What equipment is used in fractography?
Fractography uses a range of equipment depending on the required resolution. Macro-level examination uses the naked eye, hand lenses (10x), and stereo light microscopes (up to 40x) to identify overall fracture shape, origin location, beach marks, and shear lips. Micro-level examination uses optical microscopes (up to 1000x) for microstructural context and Scanning Electron Microscopes (SEM) at 100x to 50,000x magnification for striations, dimples, cleavage facets, and intergranular features. Energy Dispersive X-ray Spectroscopy (EDS/EDX) attached to an SEM allows elemental analysis of corrosion products or contaminants at the fracture surface.
What causes fatigue crack initiation in shafts and rotating components?
Fatigue crack initiation in shafts is driven by stress concentration factors at geometric discontinuities combined with cyclic loading. Common initiation sites include sharp fillet radii at diameter changes, keyway corners, press-fit interfaces, thread roots, surface machining marks, corrosion pits, inclusions near the surface, and contact damage from fretting. The material surface condition has a dominant effect: a ground surface can have fatigue strength 20-30% higher than a rough-turned surface. Heat treatment inhomogeneities such as soft spots or decarburisation zones also act as preferred initiation sites and are identifiable through fractography combined with metallographic cross-sectioning.
What is the difference between low cycle fatigue and high cycle fatigue fracture appearance?
Low cycle fatigue (LCF) involves fewer than approximately 10,000 cycles to failure under high stress amplitudes, often exceeding the material yield strength. LCF fracture surfaces show widely spaced beach marks, fewer striations per beach mark, and a large final overload zone relative to the fatigue zone because cracks propagate faster per cycle. High cycle fatigue (HCF) involves more than 100,000 cycles under low stress amplitudes, producing tightly spaced striations, multiple beach mark bands, and a small final overload zone because the component fails with a relatively small crack size relative to the cross-section. These differences allow the fractographer to estimate the applied stress level even without load data.
How does corrosion affect fatigue fracture appearance in metals?
Corrosion fatigue produces fracture surfaces that are stained, discoloured, or covered with corrosion product deposits, making it harder to resolve fine features like striations. The initiation site is often a corrosion pit rather than a geometric stress raiser. Under SEM, the crack path may show secondary cracking and dissolution of crack-tip material. Corrosion fatigue cracks can propagate at stress intensities well below the threshold for fatigue crack growth in air, so crack growth rates in corrosive environments are significantly higher. Identifying corrosion fatigue directs investigation toward environmental controls, corrosion-resistant material selection such as duplex stainless steel, and protective coatings.
What standards and codes govern failure analysis and fractographic examination?
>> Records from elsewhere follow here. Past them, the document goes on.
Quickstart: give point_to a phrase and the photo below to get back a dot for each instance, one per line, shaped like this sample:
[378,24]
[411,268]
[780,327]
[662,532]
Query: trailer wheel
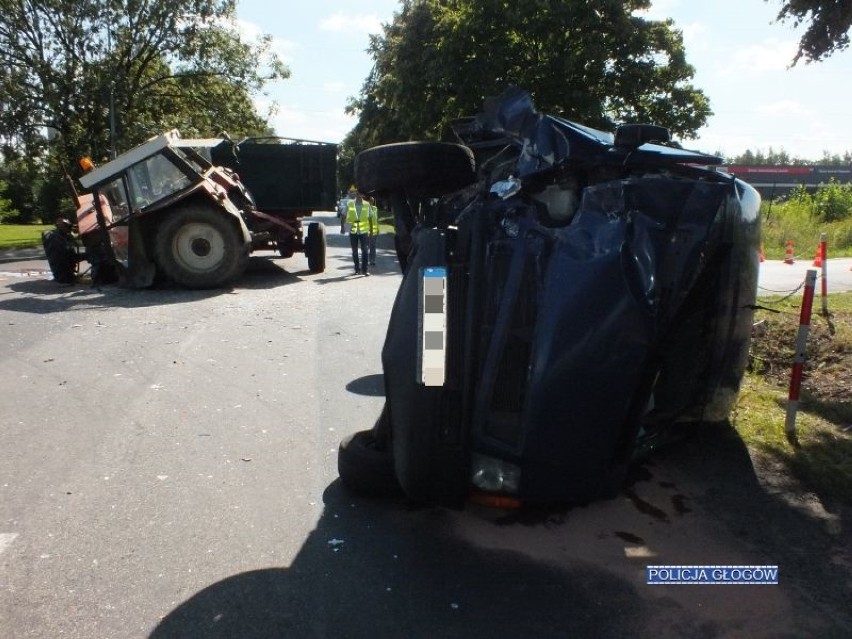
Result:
[421,169]
[367,468]
[315,247]
[199,247]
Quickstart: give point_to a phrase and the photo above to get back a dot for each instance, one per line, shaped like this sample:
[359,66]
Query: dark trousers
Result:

Several standards govern fractographic practice. ASTM E620 covers standard practice for reporting opinions of technical experts in failure analysis. ASTM E1186 addresses practices for preservation and documentation of fracture surfaces. ISO 12108 specifies fatigue crack growth rate testing. For structural steels in pressure equipment, ASME Section VIII Division 1 UG-84 governs Charpy impact testing requirements, while ASME Section IX governs weld procedure and performance qualifications that prevent welding-related defects that could become fracture origins. AWS D1.1 structural welding code addresses weld quality acceptance criteria relevant to fracture-critical structures.